When planning a trip to Jordan, it is important to take into account Ramadan, and when it falls each year. So what is Ramadan? Why does it matter when traveling to Jordan? Below you will find all of the answers to common questions about Ramadan in Jordan as well as approximate upcoming Ramadan dates.
What is Ramadan?
Most westerners do not encounter Ramadan in their day-to-day life unless they have close friends who are Muslims who take part in the holy month of fasting. Ramadan is the ninth month of the Muslim calendar. The Muslim calendar is shorter than the typical 365 day calendar (called the Gregorian calendar) that we use in our day-to-day lives. That means that every year, Ramadan begins somewhere between 10-12 days earlier than the previous year. It is currently occurring in the Spring, but it will fall in every season as it takes 33 years to cycle through the 365 day Gregorian calendar.
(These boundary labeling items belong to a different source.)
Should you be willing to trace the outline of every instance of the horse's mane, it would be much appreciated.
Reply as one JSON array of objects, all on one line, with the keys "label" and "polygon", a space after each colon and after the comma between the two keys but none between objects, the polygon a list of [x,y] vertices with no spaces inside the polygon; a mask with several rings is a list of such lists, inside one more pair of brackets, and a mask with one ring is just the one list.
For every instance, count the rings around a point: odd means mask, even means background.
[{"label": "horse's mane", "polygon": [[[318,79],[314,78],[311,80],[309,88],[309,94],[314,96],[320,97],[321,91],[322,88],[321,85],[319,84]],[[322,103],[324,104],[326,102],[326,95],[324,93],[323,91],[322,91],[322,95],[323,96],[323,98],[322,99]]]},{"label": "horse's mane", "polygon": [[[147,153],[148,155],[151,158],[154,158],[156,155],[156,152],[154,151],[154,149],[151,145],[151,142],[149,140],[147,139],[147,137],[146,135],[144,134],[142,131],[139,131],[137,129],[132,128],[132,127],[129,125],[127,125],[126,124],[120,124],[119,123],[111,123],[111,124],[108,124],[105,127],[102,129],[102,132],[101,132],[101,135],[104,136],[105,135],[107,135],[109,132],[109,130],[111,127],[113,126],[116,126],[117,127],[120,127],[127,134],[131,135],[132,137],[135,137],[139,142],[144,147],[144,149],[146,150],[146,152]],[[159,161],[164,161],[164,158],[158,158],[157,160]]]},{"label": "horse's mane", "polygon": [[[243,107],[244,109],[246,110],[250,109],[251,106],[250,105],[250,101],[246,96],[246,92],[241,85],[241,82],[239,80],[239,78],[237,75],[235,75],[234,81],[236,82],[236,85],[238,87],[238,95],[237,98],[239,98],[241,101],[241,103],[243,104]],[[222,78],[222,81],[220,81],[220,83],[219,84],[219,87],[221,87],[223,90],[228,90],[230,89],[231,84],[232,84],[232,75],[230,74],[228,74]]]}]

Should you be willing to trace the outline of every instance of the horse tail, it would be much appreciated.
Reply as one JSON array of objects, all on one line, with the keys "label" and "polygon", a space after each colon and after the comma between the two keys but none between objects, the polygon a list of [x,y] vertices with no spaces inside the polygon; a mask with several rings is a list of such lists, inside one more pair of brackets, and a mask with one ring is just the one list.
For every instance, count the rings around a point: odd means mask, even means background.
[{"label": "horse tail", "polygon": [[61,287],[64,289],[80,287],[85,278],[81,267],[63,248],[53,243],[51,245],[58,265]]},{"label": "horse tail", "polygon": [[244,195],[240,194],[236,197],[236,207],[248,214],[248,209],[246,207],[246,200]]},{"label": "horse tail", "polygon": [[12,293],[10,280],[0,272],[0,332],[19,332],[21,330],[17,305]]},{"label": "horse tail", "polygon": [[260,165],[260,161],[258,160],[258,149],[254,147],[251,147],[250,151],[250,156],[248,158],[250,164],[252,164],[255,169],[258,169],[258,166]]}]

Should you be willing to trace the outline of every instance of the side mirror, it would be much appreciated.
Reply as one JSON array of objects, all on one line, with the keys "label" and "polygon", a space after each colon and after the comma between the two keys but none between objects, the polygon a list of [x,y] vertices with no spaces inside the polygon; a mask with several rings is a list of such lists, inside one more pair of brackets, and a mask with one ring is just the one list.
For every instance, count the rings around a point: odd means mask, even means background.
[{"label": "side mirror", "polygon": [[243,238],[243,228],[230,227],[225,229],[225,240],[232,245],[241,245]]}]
Islamic tradition states that it was during Ramadan that God revealed the Quran to Prophet Muhammad. Typically Ramadan is a period where muslims practice self-restraint. It is most commonly known as the time of fasting from dawn to dusk but it includes food, drink, sexual activity and immoral behavior like smoking or impure thoughts.
After the sunset prayer, Muslims gather to break their fast with a meal called iftar. This is the time when friends and family get together.
Should you visit Jordan during Ramadan?
This question does not have an easy answer. The answer can be yes or no, depending on what kind of experience you are looking for. If you are a typical western visitor (like me) who is going to see the sights, meet the locals, and experience Jordanian culture, Ramadan will pose some inconveniences, but also cultural experiences that will be different than other times of the year.
My personal suggestion is that if you can avoid visiting Jordan as a tourist during Ramadan then you should. Sites typically have shorter opening times which makes seeing the country more inconvenient than other times of the year. It is also rude to eat or drink in public during Ramadan. While non-muslims do not need to fast (there are many people in Jordan who do not fast), out of respect for those who are fasting, it is in poor taste to eat or drink in public.
Some restaurants will be closed during the day, but most that cater to tourists will be open. However, they may have curtains over the windows out of respect for those outside.
Ramadan in Jordan Upcoming Dates
These dates are approximate and depend on the crescent moon. They can be adjusted a day or so in either direction.
|Ramadan in Jordan 2023||March 22nd 2023 – April 20th 2023|
|Ramadan in Jordan 2024||March 10th 2024 – April 8th 2024|
|Ramadan in Jordan 2025||February 28th 2025 – March 29th 2025|
After Ramadan comes the Eid al-Fitr Public Holidays
Directly after the end of Ramadan is a celebratory holiday. It comes on the first day of the Islamic month of Shawwal, immediately following the holy month of Ramadan. It is one of the most important of all Muslim commemorations. It typically lasts 4-5 days in Jordan. Book ended by a weekend, it means up to 9 days off for locals.
In English, Eid al-Fitr is known as the Feast of the Fast-Breaking. Each country celebrates differently with some being more lavish than others. Typically Eid al-Fitr includes special pastries, gifts, time to visit the graves of relatives as well as time for a family holiday (such as a visit to Aqaba or the Dead Sea).
You will likely find that Aqaba hotels will all be sold out during Eid-al-Fitr. Jordanians from all over the country will come to Aqaba with their families to enjoy a holiday. If you plan to be in Jordan during Eid, book your accommodations well in advance.
|Eid al-Fitr 2023||April 21st 2023 – April 24th 2023|
|Eid al-Fitr 2024||April 9th 2024 – April 12th 2024|
FAQ about Ramadan in Jordan
Yes. As a Muslim majority country, Ramadan is celebrated each year in Jordan.
Most sites in Jordan are open all year round. However, hours are typically different during Ramadan (many places open late)
Unless the tourist is a muslim, it is not expected that tourists take part in the self-restraint.
After experiencing Eid in Jordan, I actually think it is better to visit during Ramadan. During Eid the vibe of the country is very different with everyone in holiday mode. But with that being said, the busy traffic in Amman is almost non-existent. Places like Aqaba will be very busy. DIve boats are sold out and traffic is gridlocked. While Petra is typically ok to visit, you may encounter those on holiday visiting the site and it can be very busy depending on the day. If you can avoid Jordan during the Eid, I would suggest it.